Re: [PATCH 1/2] gpu: nova-core: fix GSP RPC send sequence numbers to match Open RM

public inbox for rust-for-linux@vger.kernel.org
 help / color / mirror / Atom feed

From: "Danilo Krummrich" <dakr@kernel.org>
To: "Alexandre Courbot" <acourbot@nvidia.com>
Cc: "John Hubbard" <jhubbard@nvidia.com>,
	"Joel Fernandes" <joelagnelf@nvidia.com>,
	"Alistair Popple" <apopple@nvidia.com>,
	"Eliot Courtney" <ecourtney@nvidia.com>,
	"Zhi Wang" <zhiw@nvidia.com>, "Simona Vetter" <simona@ffwll.ch>,
	"Bjorn Helgaas" <bhelgaas@google.com>,
	"Miguel Ojeda" <ojeda@kernel.org>,
	"Alex Gaynor" <alex.gaynor@gmail.com>,
	"Boqun Feng" <boqun.feng@gmail.com>,
	"Gary Guo" <gary@garyguo.net>,
	"Björn Roy Baron" <bjorn3_gh@protonmail.com>,
	"Benno Lossin" <lossin@kernel.org>,
	"Andreas Hindborg" <a.hindborg@kernel.org>,
	"Alice Ryhl" <aliceryhl@google.com>,
	"Trevor Gross" <tmgross@umich.edu>,
	nouveau@lists.freedesktop.org, rust-for-linux@vger.kernel.org,
	LKML <linux-kernel@vger.kernel.org>,
	"Maneet Singh" <mmaneetsingh@nvidia.com>
Subject: Re: [PATCH 1/2] gpu: nova-core: fix GSP RPC send sequence numbers to match Open RM
Date: Tue, 17 Feb 2026 12:52:31 +0100	[thread overview]
Message-ID: <DGH7S2HJRDJJ.210D7DLTNFRNR@kernel.org> (raw)
In-Reply-To: <DGH35X9GCFYO.EBY01G1C6XQM@nvidia.com>

On Tue Feb 17, 2026 at 9:15 AM CET, Alexandre Courbot wrote:
>> diff --git a/drivers/gpu/nova-core/gsp/boot.rs b/drivers/gpu/nova-core/gsp/boot.rs
>> index 02eec2961b5f..f769e234dae6 100644
>> --- a/drivers/gpu/nova-core/gsp/boot.rs
>> +++ b/drivers/gpu/nova-core/gsp/boot.rs
>> @@ -403,7 +403,11 @@ pub(crate) fn boot(
>>  
>>          dev_dbg!(dev, "RISC-V active? {}\n", gsp_falcon.is_riscv_active(bar));
>>  
>> -        // Now that GSP is active, send system info and registry
>> +        // Now that GSP is active, send system info and registry.
>> +        //
>> +        // These are async (fire-and-forget) RPCs: no response comes back from GSP.
>> +        // GSP does not include them in its sequence number counting today, but a
>> +        // future GSP firmware update will fold them into the normal sequence space.
>
> From the point of view of the caller this is a superfluous
> implementation detail.

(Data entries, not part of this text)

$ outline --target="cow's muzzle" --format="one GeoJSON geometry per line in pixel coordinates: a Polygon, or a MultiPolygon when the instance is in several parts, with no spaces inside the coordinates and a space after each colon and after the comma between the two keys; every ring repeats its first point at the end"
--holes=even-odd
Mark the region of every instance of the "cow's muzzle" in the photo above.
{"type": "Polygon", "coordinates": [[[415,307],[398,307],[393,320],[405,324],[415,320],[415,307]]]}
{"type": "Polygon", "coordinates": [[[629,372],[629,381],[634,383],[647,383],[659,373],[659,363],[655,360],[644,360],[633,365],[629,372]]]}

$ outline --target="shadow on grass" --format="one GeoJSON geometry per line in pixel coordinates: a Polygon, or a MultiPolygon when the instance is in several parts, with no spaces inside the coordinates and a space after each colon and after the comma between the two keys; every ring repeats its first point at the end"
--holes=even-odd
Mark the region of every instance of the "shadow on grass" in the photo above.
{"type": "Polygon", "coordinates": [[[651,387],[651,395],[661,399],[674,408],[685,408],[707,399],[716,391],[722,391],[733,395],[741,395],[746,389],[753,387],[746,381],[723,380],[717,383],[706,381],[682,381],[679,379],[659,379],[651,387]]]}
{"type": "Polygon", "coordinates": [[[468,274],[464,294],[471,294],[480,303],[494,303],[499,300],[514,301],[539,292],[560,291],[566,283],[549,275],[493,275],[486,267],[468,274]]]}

This comment is actually confusing as it mentions
> a sequence number that the caller does not need to provide, so I'd just
> remove it altogether.

The comment is not a doc-comment, hence it can more be seen as a comment for the
audience of nova-core developers in general, rather than a description of a
specific API. So, I think it is OK to talk about an implementation detail here.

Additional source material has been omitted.